Les 400 culs publie aujourd’hui un article généreux sur le sexe, avec de vrais morceaux d’utopie dedans. Il s’agit de définir les contours de la sexualité de demain, d’influer sur sa propre perception et par retour de karma mondial, de rendre le monde meilleur. J’ai toujours aimé les utopies.

Etudiez le sexe. Donnez du plaisir. Trouvez un nouveau fantasme.

Si une supérette de quartier est bloquée par des manifestants parce qu’on y trouve des magazines pour adultes, entrez et achetez-en un. Dites au gérant que vous soutenez sa décision de proposer des articles demandés par les consommateurs.

Apprenez à quelqu’un à jouir avec un préservatif.
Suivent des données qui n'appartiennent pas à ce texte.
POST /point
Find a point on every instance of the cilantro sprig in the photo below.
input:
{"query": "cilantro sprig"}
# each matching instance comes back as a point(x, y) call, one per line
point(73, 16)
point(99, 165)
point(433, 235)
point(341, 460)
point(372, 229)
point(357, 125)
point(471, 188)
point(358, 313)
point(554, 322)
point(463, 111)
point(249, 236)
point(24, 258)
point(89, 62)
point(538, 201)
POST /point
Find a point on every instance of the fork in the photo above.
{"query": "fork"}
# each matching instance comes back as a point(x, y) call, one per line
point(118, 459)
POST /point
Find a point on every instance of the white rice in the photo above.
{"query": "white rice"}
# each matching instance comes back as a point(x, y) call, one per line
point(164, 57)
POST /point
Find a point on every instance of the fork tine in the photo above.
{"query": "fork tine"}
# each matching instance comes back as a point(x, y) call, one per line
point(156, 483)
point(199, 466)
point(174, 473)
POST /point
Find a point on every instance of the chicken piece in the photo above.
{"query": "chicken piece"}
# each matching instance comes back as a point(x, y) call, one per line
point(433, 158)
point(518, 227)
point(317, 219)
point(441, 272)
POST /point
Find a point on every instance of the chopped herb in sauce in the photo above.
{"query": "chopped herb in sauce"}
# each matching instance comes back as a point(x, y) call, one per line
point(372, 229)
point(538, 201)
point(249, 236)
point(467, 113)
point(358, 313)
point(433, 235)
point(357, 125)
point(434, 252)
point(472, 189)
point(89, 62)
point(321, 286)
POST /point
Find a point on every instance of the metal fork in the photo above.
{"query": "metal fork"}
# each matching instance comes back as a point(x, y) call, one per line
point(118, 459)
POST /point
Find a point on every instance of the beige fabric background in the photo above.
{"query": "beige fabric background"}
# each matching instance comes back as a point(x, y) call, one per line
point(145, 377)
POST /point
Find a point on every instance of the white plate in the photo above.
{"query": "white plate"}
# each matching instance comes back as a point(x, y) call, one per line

N’oubliez pas de rappeler qu’il est beaucoup plus sûr d’avoir des rapports protégés dans un lieu public que d’avoir des rapports non-protégés dans l’intimité de sa propre chambre.

Cessez d’essayer de contrôler les goûts sexuels des autres. Vous aurez alors plus de temps pour vous occuper des vôtres.

Vivez longtemps en vous faisant remarquer. Notre passage sur terre devrait consister à “jouer les trouble-fêtes” et non à “faire semblant d’être déjà mort”.

Le sexe est une des rares occupations où l’utopie est réalisable, et ça fait partie des raisons pour lesquelles je m’y intéresse. Il reste tout à prouver, tout à inventer. C’est un moment de générosité et pourvu qu’on s’en tienne à une sexualité relationnelle consentie, c’est un lieu de justice. Je trouve ça important : hors viol, on a toujours la sexualité qu’on mérite. Même s’il s’agit de perdre le contrôle, une relation sexuelle reste un moment où tous les paramètres sont possiblement sous contrôle (mais j’ai probablement un petit souci de lâcher-prise).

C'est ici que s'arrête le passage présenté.